Assertions and Exceptions are not the same

What’s wrong with the withdraw_money function in the code below?

# bank.py
from dataclasses import dataclass


@dataclass
class Client:

    balance: float


def withdraw_money(client: Client, amount: float):
    assert client.balance >= amount, f"Insufficient funds: {client.balance}"
    # Withdraw amount from the client's bank account.
    client.balance -= amount
    return client.balance


client = Client(balance=10.0)
new_balance = withdraw_money(client=client, amount=20.0)
print(f"The new balance is {new_balance}")

If you run it with python bank.py you’re given an error message:

$ python bank.py
Traceback (most recent call last):
  File "bank.py", line 20, in <module>
    new_balance = withdraw_money(client=client, amount=20.0)
  File "bank.py", line 14, in withdraw_money
    assert client.balance >= amount, f'Insufficient funds: {client.balance}'
AssertionError: Insufficient funds: 10.0

Which, at first sight, is correct: I am withdrawing 20.0 from a client account with a balance of 10.0, and the code is specifically written to exit if the withdrawal would put the client account into the red. So what’s the problem, then?

What’s an assertion?

Well, assertions are programmer aids that test for system invariants that must never occur in production. That means they are designed to catch and terminate the program if any of the programmer-specified assertions occur. They are often – in computer games and other large applications where performance is key – used in hot parts of the code where they often add a significant performance burden during development in return for exiting the application with additional debug information – something that is often much harder to get at easily in compiled languages – if an assertion error were to occur.

That’s why they’re stripped out of the code by the compiler during a release (or production) build. Now I’m sure you can see where I’m going with this…

A little-known feature of CPython (the official reference version of Python we all know and love) is the -O optimization flag you can pass to the python program on startup. It’s supposed to “optimize” the bytecode generated by Python but it adds little benefit, so most don’t use it, or even know about its existence.

So what happens if we rerun the script from before but with optimizations enabled:

$ python -O bank.py
The new balance is -10.0

Oops. The assertion’s elided from the bytecode and our code carried on without a care in the world.

Disassembling the optimized function

Disassembling the optimized withdraw_money function makes it obvious the assert statement is gone:

>>> import dis
>>> dis.dis(withdraw_money)
 18           0 LOAD_FAST                0 (client)
              2 DUP_TOP
              4 LOAD_ATTR                0 (balance)
              6 LOAD_FAST                1 (amount)
              8 INPLACE_SUBTRACT
             10 ROT_TWO
             12 STORE_ATTR               0 (balance)

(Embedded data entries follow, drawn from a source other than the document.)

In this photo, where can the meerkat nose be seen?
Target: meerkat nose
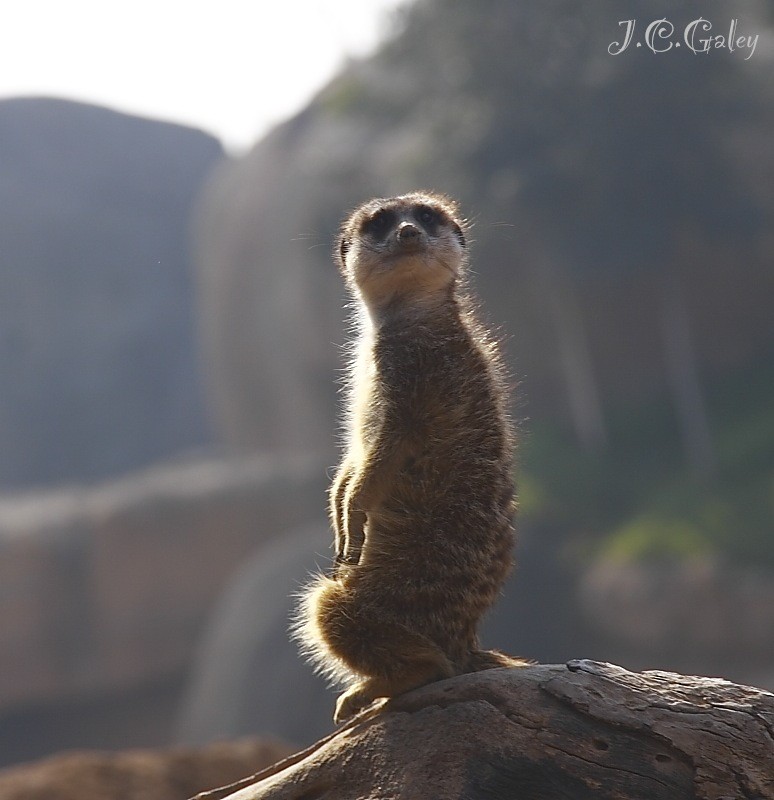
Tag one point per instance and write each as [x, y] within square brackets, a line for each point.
[407, 232]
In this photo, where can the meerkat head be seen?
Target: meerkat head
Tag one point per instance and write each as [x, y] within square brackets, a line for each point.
[403, 250]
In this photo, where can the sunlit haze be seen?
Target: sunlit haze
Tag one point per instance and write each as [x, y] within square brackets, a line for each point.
[232, 68]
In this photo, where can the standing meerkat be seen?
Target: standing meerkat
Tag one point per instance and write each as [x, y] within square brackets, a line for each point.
[423, 500]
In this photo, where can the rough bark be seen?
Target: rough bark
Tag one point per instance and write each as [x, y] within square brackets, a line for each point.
[584, 730]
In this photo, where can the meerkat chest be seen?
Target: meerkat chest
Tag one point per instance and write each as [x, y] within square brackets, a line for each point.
[364, 405]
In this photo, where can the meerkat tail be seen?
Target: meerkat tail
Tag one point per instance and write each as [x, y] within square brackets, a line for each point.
[491, 659]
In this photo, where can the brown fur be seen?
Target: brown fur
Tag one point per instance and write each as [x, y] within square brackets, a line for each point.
[423, 500]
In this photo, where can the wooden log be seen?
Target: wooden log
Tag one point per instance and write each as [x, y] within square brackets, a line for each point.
[581, 730]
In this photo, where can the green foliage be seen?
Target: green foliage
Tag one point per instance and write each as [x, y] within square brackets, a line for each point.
[637, 500]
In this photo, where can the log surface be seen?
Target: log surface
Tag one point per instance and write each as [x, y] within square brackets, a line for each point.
[581, 730]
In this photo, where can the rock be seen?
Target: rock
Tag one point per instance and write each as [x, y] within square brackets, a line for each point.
[98, 358]
[694, 615]
[586, 730]
[108, 588]
[137, 775]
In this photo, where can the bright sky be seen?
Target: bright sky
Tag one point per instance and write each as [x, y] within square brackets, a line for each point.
[231, 67]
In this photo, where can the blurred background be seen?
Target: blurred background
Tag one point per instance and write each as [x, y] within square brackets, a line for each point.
[171, 331]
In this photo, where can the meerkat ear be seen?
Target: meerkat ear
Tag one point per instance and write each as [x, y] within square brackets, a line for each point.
[343, 249]
[460, 235]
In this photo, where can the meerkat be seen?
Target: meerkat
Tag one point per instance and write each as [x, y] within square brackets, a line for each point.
[423, 500]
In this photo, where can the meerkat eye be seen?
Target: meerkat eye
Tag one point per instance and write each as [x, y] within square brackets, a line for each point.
[428, 217]
[379, 224]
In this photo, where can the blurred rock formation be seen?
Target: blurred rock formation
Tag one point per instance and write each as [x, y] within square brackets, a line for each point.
[97, 338]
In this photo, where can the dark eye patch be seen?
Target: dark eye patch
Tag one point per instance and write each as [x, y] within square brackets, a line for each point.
[428, 218]
[379, 225]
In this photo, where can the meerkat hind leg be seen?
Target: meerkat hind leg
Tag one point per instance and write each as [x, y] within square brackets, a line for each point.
[366, 691]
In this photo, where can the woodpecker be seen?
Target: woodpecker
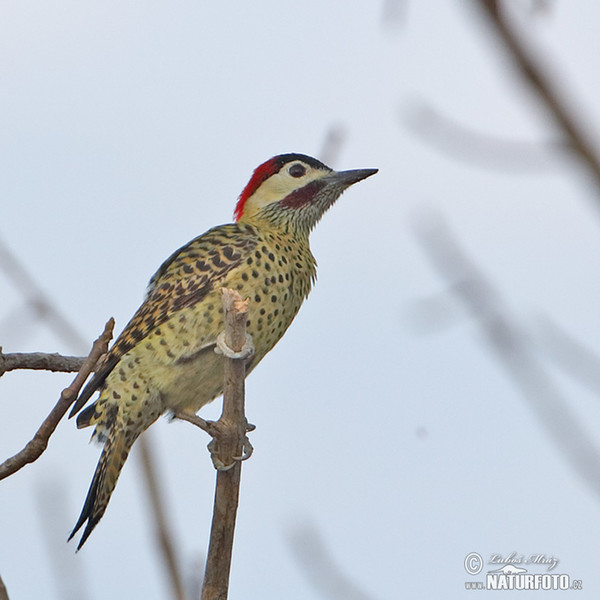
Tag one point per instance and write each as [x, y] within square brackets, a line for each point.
[165, 359]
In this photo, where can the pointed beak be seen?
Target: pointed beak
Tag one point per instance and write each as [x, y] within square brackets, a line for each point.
[345, 179]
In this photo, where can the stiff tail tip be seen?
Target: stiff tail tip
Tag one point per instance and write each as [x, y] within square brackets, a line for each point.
[109, 467]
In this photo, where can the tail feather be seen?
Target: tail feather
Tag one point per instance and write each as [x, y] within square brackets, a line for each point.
[116, 450]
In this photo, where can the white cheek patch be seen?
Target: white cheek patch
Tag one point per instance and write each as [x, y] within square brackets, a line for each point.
[276, 188]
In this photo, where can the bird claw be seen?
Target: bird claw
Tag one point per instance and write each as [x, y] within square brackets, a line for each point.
[247, 450]
[222, 348]
[213, 447]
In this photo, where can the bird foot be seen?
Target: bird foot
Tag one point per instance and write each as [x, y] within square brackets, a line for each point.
[222, 348]
[213, 447]
[218, 433]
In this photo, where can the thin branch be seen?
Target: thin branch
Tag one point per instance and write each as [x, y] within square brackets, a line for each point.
[230, 446]
[163, 535]
[3, 591]
[579, 137]
[34, 449]
[511, 346]
[41, 361]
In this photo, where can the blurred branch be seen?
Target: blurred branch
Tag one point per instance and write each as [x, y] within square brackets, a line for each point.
[230, 444]
[325, 575]
[333, 144]
[578, 137]
[512, 348]
[457, 141]
[37, 299]
[579, 361]
[39, 361]
[34, 449]
[394, 12]
[163, 535]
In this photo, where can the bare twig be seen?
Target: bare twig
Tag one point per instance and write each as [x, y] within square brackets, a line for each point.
[39, 361]
[577, 359]
[579, 137]
[163, 535]
[230, 445]
[3, 592]
[38, 444]
[512, 347]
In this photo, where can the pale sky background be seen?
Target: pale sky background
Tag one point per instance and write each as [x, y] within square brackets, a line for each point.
[128, 128]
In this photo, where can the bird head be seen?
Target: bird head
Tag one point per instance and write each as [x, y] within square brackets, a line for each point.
[294, 189]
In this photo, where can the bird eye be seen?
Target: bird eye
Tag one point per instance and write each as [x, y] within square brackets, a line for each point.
[297, 170]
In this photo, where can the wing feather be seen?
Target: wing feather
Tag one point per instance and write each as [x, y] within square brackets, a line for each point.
[184, 279]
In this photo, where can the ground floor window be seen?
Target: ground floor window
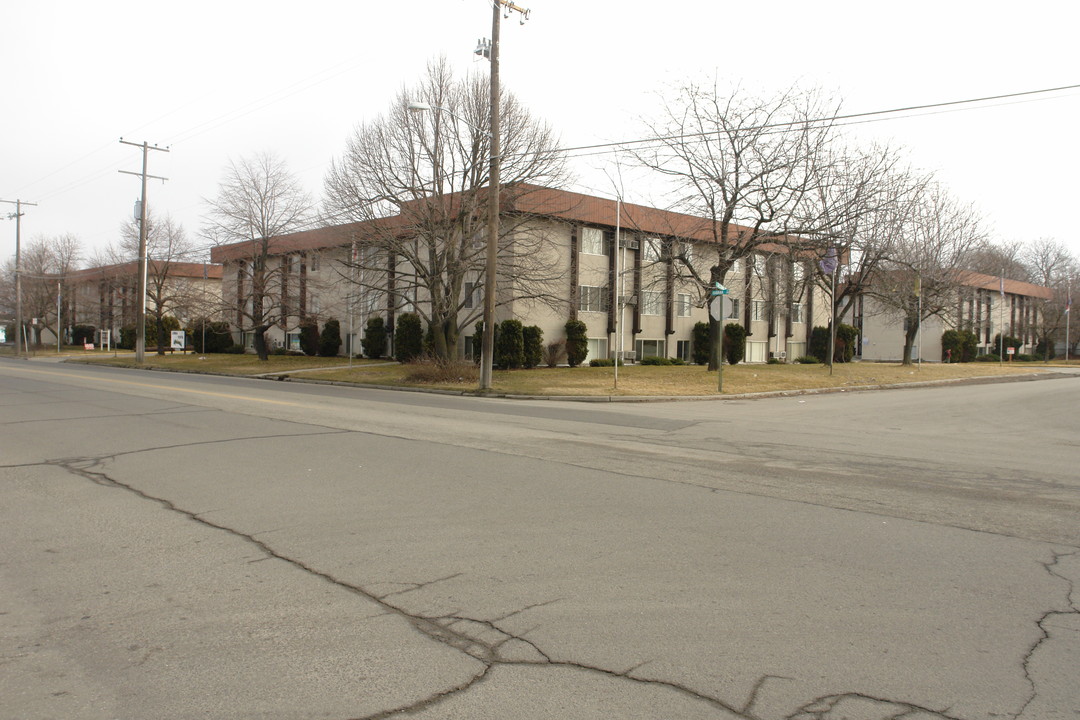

 19          14 LOAD_FAST                0 (client)
             16 LOAD_ATTR                0 (balance)
             18 RETURN_VALUE

The column on the left indicate line numbers and correspond to the highlighted lines:

1def withdraw_money(client: Client, amount: float):
2    assert client.balance >= amount, f"Insufficient funds: {client.balance}"
3    # Withdraw amount from the client's bank account.
4    client.balance -= amount
5    return client.balance

Try comparing the disassembled output from dis.dis with the unoptimized version.

If you currently do this in your code, the solution is simple: raise an exception explicitly and capture it further up the call tree where you can act on the error directly. Don’t take that to mean that you should never use assertions — on the contrary, they are very useful. But they are programmer aids and not designed for general error handling.

Saying that, it’s easy to see why people get confused because assert itself raises an exception called AssertionError which does little to resolve the confusion between the two modes of control flow.

Summary

Assertions are programmer aids, not error handlers for your business logic

Asserts help programmers (and testers) spot invariants in your code that should never, ever happen once the code is stable and deployed. Use it to catch programming mistakes – ranging from the likely to improbable – liberally.

Assertions can be toggled on or off at will

So never use an assert when another method of capturing and raising an error is possible. Always write your code with the assumption that the assertions could disappear at any minute. And if you’re unsure, you can run your program with python -O or by setting PYTHONOPTIMIZE=1 to test if it still works.

Avoid side effects in assert statements

You should never cause side effects – meaning, something that modifies the state of something else, like creating a user in a database – in an assertion. It will result in serious, unintuitive errors in your code as the side-effected code ceases to exist if your code is run with assertions disabled.